Entretanto, os conflitos bélicos foram aumentando continuamente de extensão e intensidade, desde as guerras religiosas, dos séculos XVI e XVII, de gabinete, Estado a Estado, às guerras políticas, primeiro com as guerras iluministas, depois com as  nacionais, passando com a revolução francesa a fazer-se o recrutamento em toda a nação. Nos séculos XIX e XX fez-se a aplicação do modelo da revolução industrial às atividades bélicas, nomeadamente a partir de 1870, com a guerra franco-prussiana. As guerras nacionais passaram, sucessivamente, a regionais e mundiais. 

Mas só com a primeira guerra mundial houve um grande envolvimento nacional de recursos no conflito, com a transformação maciça dos soldados em mera carne para canhão, designadamente com a morte em série provocada pela introdução em contenda da aviação, da metralhadora, do carro de combate, do gás e do submarino, a que acresceria o poder nuclear na segunda grande guerra.                      

 

25.03.22
Joaquim Miguel de Morgado Patrício 

CRÓNICAS PLURICULTURAIS

  

 

97. SOBRE A GUERRA JUSTA     


Entre o nunca e o sempre destas duas posições, há a de que a guerra é por vezes justificada, a doutrina da guerra justa ou da justa causa para a fazer. 
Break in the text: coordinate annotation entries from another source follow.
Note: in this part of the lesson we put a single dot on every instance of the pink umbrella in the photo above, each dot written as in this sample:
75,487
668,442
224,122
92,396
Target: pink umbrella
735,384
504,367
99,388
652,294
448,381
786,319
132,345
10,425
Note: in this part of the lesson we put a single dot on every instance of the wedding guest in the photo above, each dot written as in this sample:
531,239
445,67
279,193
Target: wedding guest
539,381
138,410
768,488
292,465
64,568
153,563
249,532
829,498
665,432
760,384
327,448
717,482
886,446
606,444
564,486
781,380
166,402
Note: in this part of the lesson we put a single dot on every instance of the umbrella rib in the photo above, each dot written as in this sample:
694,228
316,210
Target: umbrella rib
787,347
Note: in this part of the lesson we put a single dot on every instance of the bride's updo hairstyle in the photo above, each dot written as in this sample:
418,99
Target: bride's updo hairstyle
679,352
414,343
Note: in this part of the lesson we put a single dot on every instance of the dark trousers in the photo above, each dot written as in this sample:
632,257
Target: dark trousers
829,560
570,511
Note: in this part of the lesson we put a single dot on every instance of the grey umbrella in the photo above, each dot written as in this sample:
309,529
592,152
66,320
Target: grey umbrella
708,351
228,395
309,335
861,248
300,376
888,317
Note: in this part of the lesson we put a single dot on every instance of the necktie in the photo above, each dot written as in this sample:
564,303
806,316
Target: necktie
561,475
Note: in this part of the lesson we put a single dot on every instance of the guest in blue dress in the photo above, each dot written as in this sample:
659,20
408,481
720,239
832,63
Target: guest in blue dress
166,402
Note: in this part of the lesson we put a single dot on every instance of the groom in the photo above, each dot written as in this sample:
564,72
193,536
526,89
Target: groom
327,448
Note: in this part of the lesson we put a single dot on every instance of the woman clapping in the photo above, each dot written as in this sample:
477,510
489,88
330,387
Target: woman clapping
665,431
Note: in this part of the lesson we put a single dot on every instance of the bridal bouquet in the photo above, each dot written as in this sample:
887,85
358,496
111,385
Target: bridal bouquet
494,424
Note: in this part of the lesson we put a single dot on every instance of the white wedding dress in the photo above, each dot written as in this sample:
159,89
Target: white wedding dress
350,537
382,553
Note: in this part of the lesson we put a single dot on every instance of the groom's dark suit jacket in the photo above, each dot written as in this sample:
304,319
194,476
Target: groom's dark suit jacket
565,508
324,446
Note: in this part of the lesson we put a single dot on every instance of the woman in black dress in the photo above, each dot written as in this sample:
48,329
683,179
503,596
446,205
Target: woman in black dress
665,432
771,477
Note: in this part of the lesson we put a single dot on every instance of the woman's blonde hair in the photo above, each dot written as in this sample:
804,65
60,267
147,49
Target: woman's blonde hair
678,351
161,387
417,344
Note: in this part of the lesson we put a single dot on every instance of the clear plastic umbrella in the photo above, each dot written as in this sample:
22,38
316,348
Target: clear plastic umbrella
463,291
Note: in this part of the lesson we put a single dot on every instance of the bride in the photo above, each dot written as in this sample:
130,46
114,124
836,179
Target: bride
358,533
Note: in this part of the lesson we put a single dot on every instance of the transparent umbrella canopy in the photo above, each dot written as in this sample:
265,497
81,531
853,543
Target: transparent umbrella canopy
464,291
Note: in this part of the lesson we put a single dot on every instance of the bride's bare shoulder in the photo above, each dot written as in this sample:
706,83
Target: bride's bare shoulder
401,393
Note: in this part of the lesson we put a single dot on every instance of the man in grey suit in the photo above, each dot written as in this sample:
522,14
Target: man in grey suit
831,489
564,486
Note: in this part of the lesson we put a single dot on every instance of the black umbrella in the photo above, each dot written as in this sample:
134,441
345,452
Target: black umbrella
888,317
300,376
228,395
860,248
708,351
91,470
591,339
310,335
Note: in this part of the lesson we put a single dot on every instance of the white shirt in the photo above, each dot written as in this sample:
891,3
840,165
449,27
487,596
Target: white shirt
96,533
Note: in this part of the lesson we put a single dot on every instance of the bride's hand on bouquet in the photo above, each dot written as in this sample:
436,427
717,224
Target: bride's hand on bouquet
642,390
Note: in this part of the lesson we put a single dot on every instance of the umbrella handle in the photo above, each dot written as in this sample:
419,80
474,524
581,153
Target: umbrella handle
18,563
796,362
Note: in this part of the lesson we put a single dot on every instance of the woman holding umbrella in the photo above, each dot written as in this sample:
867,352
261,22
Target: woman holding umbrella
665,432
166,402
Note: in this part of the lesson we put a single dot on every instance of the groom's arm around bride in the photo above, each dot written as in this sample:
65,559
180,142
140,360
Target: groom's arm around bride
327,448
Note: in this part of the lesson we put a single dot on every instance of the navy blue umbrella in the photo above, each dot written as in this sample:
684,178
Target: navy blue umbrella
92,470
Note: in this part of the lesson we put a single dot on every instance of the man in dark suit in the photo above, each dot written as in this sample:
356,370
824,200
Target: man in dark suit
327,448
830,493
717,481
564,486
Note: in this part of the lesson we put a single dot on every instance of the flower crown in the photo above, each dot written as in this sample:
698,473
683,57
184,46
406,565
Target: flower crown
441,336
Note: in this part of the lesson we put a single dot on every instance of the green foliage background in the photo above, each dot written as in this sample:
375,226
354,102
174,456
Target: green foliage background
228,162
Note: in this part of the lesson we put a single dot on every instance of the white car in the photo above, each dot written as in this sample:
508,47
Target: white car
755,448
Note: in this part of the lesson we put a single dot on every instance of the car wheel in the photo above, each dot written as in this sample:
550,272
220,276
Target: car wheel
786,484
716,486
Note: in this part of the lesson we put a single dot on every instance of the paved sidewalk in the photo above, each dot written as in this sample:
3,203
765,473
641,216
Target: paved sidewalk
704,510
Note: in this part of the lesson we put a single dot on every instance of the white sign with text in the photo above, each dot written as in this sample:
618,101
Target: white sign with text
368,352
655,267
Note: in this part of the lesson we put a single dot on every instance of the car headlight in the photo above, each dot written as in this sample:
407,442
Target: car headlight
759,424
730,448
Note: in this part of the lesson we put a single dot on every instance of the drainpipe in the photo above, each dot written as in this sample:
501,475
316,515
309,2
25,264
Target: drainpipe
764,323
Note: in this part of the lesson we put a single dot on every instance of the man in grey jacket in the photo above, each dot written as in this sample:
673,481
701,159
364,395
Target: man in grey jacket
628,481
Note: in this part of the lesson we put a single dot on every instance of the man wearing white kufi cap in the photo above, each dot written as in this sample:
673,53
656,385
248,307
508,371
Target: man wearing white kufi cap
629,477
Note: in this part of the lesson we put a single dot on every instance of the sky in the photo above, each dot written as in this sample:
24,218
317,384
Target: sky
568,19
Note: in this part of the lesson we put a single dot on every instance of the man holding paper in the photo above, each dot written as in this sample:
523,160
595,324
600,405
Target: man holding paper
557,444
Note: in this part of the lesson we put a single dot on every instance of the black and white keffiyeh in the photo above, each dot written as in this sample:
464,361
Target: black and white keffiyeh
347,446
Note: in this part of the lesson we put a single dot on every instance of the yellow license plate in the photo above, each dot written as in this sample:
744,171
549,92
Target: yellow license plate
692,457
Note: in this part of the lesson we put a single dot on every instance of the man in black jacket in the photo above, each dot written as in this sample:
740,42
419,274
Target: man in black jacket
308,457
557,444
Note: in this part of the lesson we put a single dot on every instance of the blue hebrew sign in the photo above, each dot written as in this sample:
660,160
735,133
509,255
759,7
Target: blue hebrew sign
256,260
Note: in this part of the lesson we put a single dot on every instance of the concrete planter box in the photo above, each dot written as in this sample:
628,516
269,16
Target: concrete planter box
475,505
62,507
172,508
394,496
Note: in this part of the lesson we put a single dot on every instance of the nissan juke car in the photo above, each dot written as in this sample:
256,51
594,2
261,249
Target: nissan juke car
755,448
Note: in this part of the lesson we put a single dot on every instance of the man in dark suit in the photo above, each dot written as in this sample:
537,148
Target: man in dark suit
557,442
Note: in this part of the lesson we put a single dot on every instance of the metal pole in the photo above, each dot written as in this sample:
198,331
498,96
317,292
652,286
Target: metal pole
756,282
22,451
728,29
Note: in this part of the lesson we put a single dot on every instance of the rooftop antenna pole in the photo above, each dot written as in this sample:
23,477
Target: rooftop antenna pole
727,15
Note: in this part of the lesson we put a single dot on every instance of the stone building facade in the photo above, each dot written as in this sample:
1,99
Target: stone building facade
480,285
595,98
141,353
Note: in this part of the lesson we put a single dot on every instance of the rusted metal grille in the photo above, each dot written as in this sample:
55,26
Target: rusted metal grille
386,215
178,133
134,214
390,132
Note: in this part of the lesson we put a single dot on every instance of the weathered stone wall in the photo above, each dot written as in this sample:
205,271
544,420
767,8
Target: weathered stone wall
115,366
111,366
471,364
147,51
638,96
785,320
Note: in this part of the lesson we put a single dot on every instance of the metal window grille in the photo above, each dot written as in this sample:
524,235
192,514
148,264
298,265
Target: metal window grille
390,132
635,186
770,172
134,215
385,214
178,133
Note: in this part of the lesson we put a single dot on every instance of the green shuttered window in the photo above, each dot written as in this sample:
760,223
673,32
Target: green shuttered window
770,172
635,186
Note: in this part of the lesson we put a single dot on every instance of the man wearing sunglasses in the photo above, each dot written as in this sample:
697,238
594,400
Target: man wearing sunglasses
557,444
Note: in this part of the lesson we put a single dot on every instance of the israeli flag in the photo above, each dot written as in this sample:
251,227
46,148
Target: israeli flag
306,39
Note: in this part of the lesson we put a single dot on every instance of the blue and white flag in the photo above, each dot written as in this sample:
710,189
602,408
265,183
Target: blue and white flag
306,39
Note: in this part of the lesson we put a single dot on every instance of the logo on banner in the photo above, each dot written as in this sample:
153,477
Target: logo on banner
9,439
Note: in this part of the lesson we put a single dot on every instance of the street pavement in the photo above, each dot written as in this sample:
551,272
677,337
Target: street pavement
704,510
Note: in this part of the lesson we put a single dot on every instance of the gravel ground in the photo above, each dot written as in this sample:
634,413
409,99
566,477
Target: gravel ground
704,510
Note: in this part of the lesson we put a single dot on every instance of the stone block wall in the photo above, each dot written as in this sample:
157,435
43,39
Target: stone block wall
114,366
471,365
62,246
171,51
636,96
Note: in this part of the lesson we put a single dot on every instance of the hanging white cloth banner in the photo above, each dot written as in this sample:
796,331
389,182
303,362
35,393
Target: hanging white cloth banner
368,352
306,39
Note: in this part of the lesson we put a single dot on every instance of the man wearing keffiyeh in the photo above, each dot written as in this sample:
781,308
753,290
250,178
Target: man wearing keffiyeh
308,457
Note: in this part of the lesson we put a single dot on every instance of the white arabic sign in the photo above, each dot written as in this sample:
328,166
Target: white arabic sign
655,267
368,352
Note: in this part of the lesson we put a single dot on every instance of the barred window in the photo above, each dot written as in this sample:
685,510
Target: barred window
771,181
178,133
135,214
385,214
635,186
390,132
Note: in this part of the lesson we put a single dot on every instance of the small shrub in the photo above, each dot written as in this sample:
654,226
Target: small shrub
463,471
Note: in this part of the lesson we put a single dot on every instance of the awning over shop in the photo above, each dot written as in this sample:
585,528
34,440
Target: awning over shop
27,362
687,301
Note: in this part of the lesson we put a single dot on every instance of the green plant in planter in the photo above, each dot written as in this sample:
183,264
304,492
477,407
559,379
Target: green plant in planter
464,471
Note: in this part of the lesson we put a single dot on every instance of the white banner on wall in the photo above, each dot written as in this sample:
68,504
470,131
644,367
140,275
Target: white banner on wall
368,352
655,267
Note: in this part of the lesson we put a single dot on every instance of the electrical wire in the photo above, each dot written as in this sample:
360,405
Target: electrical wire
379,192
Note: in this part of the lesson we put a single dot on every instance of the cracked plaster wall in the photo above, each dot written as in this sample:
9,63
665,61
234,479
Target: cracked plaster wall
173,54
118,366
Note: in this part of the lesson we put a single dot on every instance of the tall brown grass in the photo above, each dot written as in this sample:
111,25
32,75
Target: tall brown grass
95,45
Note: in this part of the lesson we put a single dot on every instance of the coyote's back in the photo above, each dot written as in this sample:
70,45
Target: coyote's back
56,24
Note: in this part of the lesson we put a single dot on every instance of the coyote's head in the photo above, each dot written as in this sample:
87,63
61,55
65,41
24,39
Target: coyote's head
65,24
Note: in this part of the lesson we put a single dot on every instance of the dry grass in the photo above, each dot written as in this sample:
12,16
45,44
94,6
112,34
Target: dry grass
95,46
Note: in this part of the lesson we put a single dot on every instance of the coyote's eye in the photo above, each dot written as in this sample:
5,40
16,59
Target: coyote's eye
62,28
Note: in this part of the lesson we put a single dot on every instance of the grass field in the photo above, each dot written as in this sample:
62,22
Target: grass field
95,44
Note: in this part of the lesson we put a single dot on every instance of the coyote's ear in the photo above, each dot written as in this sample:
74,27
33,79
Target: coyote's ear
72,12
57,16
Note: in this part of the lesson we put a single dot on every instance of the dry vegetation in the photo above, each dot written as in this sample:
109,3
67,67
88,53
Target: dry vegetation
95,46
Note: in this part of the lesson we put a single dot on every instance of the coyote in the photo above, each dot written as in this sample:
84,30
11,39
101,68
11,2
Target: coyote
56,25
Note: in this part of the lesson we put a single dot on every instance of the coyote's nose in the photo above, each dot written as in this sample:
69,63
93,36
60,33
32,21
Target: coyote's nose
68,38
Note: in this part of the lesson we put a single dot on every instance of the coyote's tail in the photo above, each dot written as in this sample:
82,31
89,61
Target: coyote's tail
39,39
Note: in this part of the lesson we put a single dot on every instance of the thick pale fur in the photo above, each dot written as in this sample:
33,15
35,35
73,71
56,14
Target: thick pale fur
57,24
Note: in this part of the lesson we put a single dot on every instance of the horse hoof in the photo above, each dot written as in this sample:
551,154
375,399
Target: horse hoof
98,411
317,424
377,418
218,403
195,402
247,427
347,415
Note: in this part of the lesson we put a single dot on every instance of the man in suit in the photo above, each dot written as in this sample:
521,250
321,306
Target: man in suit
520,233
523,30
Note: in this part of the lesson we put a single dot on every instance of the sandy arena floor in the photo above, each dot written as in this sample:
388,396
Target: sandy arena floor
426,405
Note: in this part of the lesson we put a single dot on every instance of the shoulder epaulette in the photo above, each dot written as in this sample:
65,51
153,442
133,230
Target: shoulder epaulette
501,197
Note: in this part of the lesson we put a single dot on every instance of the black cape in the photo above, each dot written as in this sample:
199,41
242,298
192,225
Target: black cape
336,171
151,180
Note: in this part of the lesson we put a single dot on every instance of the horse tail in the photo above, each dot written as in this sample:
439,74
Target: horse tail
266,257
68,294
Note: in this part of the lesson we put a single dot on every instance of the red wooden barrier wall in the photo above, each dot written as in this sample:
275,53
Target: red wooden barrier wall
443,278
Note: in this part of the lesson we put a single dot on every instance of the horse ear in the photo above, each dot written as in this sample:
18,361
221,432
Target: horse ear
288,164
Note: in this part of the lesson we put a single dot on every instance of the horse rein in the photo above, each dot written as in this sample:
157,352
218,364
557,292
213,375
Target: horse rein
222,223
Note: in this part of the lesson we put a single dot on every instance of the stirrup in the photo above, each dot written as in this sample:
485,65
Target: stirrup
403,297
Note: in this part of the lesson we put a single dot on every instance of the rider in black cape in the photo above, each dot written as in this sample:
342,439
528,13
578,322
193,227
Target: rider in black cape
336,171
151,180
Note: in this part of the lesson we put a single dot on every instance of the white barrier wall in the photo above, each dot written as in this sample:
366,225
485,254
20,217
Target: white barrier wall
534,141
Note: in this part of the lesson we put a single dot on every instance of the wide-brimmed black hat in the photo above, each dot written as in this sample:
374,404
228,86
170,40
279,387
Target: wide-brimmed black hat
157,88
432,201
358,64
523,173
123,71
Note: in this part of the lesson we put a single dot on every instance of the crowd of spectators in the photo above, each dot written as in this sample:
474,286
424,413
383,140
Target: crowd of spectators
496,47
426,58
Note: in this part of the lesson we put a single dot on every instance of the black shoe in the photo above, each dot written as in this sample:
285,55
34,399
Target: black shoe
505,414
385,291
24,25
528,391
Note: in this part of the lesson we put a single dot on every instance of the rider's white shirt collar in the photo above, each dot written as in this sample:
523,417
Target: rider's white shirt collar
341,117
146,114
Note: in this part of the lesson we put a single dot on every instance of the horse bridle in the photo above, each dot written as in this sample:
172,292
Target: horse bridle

Reconhecendo que o pacifismo tem como verdade crucial o valor da paz, tem-se como desfasado ao igualar todas as guerras e excessivo ao ter a defesa como um mal ao nível da agressão, pelo que tendo a agressão tão justa como a defesa, proibindo-se esta potencia-se a permissão do ataque, o que provoca a guerra, impedindo a sua prevenção.  A guerra e a paz, o armamento e o desarmamento, são atos humanos, complexos, que provêm de seres vivos livres e responsáveis, passíveis de juízos de valor, o que tem como impositivo abordar a licitude da guerra.

A posição defendida pela doutrina de que a guerra pode ser justificada, teve e tem grande influência nas relações internacionais e na história da humanidade. Ninguém é indiferente à licitude ou ilicitude da guerra, ao seu uso justo ou injusto. 

A doutrina da guerra justa nasceu quando o cristianismo vingou como religião oficial do Império Romano, sendo no essencial um resultado da teologia cristã. O pacifismo puro dos primeiros cristãos, segundo o qual se a beligerância ofendia o mandamento cristão do “não matarás”, devendo ser vedado combater aos seguidores de Cristo, foi-se tornando dispensável. Santo Ambrósio, pronunciou-se no sentido de que a guerra seria justa, se o objetivo fosse a defesa da pátria contra os bárbaros ou a proteção dos fracos. Santo Agostinho, começando pela exaltação da paz, acabou por concluir que a guerra podia ser lícita para restabelecer a paz, injustamente violada. São Tomás de Aquino, entendia que a guerra justa requeria uma causa justa, e como este requisito é tido como uma norma de teologia moral, argumenta que o assunto pertence à jurisdição da Igreja. Esta justa causa para fazer a guerra, foi também aprofundada e desenvolvida por um grupo de filósofos do direito natural e juristas internacionais, como Francisco Vitória, Hugo Grotius, Samuel Pufendorf, Cornelius van Bynkershoek, entre outros.

Era uma doutrina fundamentalmente moral que conferia legitimidade à luta contra a injustiça, sendo a Igreja, que a tinha concebido, quem julgava e aplicava sanções, além de fixar um código programático e de limitações da guerra.